To tackle this problem, we decided to ignore the user embeddings learned by the model and build new user embeddings by averaging the recipe embeddings of the user’s last (randomly sampled) n cooking interactions. This way, user embeddings reflect the user’s latest behavior instead of including the entire history of their cooking interactions. At the same time, we can still train recipe embeddings on the complete set of historical data. Additionally, this approach requires a lower training frequency as the new user embeddings can be updated without retraining or partially training the model.
This change in the scoring logic was easy to implement and we have seen exciting improvements in A/B tests and later in production for all our users.3
Where We Want To Go Next
Future steps for our team revolve around improving recommendations for Cookidoo users and increasing our online testing capacity. Building the first iteration of our production recommender system was a considerable engineering challenge. We put much effort into integrating our end-to-end system with the larger platform and building up an excellent CI/CD pipeline to enable fast iteration. With this firm basis, we can focus on improving our algorithm. We’d also like to increase iteration speed from idea to user testing constantly. We think fast iteration is key to building products that users love – Optimizing for iteration speed.

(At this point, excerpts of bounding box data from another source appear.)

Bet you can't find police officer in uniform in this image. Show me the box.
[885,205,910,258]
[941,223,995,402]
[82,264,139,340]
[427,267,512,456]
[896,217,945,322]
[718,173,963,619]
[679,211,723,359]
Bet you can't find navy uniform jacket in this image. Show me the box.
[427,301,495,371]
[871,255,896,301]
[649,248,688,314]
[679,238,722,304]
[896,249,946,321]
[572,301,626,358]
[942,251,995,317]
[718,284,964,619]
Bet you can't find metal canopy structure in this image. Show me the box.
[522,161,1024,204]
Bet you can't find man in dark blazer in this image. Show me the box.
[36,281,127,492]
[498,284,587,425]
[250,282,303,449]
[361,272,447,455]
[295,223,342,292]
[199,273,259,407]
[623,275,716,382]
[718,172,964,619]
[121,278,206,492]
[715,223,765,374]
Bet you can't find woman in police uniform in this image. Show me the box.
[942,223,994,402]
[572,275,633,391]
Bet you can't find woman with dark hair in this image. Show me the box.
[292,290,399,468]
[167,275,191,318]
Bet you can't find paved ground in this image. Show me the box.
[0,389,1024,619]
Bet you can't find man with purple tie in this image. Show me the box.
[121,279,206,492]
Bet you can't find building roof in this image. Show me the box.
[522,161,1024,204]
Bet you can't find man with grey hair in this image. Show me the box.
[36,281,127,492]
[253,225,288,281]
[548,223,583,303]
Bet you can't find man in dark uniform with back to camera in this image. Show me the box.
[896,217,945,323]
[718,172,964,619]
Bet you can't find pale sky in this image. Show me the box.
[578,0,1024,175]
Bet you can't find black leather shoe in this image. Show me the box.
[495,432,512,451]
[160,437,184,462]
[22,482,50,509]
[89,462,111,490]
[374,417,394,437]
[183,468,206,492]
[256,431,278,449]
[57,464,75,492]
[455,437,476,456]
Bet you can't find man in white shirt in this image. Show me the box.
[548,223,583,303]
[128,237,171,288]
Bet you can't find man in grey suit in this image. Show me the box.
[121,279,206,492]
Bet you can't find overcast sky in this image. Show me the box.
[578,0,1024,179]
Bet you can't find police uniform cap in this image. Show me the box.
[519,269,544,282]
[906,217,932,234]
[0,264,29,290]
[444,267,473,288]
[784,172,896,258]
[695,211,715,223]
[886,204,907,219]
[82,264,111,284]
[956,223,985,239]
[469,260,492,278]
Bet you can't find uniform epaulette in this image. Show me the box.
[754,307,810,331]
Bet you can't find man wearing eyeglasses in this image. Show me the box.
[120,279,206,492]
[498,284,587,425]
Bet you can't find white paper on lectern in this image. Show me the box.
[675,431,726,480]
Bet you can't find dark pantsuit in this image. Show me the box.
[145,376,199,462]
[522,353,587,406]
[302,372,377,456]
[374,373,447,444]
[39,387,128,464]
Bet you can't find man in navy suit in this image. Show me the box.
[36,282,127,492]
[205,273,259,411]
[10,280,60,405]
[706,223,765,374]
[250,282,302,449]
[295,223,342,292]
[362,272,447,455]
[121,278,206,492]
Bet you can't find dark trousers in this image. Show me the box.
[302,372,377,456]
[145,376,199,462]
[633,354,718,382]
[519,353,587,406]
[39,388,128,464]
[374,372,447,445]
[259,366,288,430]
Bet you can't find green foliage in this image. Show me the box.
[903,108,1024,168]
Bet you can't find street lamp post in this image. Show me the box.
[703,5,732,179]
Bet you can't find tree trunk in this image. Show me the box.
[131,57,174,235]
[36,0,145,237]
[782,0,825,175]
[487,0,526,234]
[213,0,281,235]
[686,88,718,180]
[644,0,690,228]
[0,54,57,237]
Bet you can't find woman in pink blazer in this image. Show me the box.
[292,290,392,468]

On the algorithm side, we have lots of challenges and ideas in our backlog; a few examples:
- Improve the diversity of recommendations to help the user enjoy the full range of available recipes on Cookidoo
- Test more themes for our Recipe Stripes and personalize site composition per user
- We started to experiment with Deep Learning architectures such as Two Tower Networks or Deep & Cross Networks, but it is too early to talk about improvements
- Calibrated Recommendations: A user’s niche tastes are essential and shouldn’t be crowded out by our recommender system. We are thinking about implementing something along the lines of the Calibrated Recommendations paper by Harald Steck (if you have experience with calibrated recommendations in production, I would love to hear your thoughts).

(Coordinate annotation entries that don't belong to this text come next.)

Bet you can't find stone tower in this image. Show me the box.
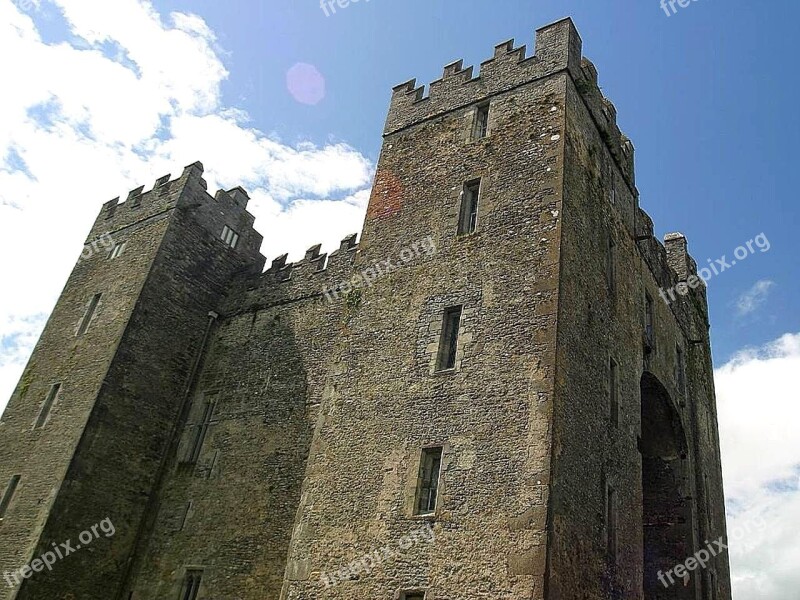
[0,19,730,600]
[0,163,262,599]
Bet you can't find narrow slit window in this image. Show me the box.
[606,484,617,563]
[0,475,20,521]
[675,344,686,395]
[644,294,656,351]
[178,501,192,531]
[436,306,462,371]
[220,225,239,248]
[458,179,481,235]
[180,569,203,600]
[184,402,216,465]
[76,294,102,337]
[472,102,489,140]
[606,235,617,294]
[608,358,619,427]
[415,447,442,515]
[108,242,126,260]
[33,383,61,429]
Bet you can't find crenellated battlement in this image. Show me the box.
[88,162,208,240]
[636,208,708,332]
[87,162,255,243]
[575,58,636,188]
[384,18,582,135]
[225,233,358,315]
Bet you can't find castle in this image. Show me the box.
[0,19,731,600]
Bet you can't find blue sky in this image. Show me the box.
[141,0,800,361]
[0,0,800,600]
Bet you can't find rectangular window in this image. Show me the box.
[75,294,102,337]
[606,235,617,294]
[180,569,203,600]
[458,179,481,235]
[608,358,619,426]
[33,383,61,429]
[184,402,216,465]
[414,446,442,515]
[606,484,617,564]
[644,294,656,352]
[220,225,239,248]
[108,242,126,260]
[436,306,462,371]
[675,344,686,395]
[178,501,192,531]
[0,475,20,521]
[472,102,489,140]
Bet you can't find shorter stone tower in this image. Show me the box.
[0,163,263,599]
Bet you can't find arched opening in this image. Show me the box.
[639,373,695,600]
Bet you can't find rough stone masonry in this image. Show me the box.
[0,19,730,600]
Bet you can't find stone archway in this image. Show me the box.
[639,373,695,600]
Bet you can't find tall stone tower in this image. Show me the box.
[0,19,730,600]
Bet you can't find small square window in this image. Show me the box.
[436,306,463,371]
[458,179,481,235]
[472,102,489,140]
[220,225,239,248]
[414,446,443,515]
[180,569,203,600]
[108,242,126,260]
[0,475,21,521]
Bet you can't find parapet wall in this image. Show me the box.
[86,162,262,252]
[384,19,582,135]
[384,18,636,189]
[636,208,709,340]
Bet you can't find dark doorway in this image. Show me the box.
[640,373,697,600]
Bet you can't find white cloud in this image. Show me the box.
[715,333,800,600]
[736,279,775,317]
[0,0,373,410]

- Healthy Food Recommendations: How can Cookidoo support users with healthy eating goals? What role does the recommender system play in these goals? How can we make adjustments toward healthy eating without being too paternalistic about it?
I hope you learned something new from our experience with building a recipe recommender system for Cookidoo. Of course, there are many topics I haven’t touched on, especially more engineering-heavy issues around cloud architecture, deployment, and ensuring GDPR compliance. Maybe we’ll continue this series with more blog posts in the future and follow up with our learnings from architecting, deploying, and testing recommender systems.
I am the one putting this into writing, but all that I’ve written about was implemented with a fantastic team: Bora Kiliclar, Stephan Geuter, Andreas Hausmann, Carsten Böhm, Michael Gehring, Felix Althammer, Stefan Schaub, Leon Luithlen
I thoroughly enjoy tackling all kinds of challenges with the incredible team at Vorwerk Elektrowerke GmbH & Co. KG and Alexander Thamm GmbH. If you also find these challenges exciting and want to work with us, have a look at the open positions at Vorwerk and open positions at Alexander Thamm.
- In the recipe recommender literature, this last part is called serendipity. We don’t measure or explicitly optimize for serendipity but filtering out already cooked recipes is an easy step in that direction.
- Real-time machine learning can be a hard problem to solve. Chip Huyen and Eugene Yan wrote great articles about the problem: Machine learning is going real-time, Real-time machine learning: challenges and solutions, Real-time Machine Learning For Recommendations
- Of course, there are other ways to ensure recency, e.g., decaying interaction scores before training or training a separate sequence-based recommender model like GRU4Rec.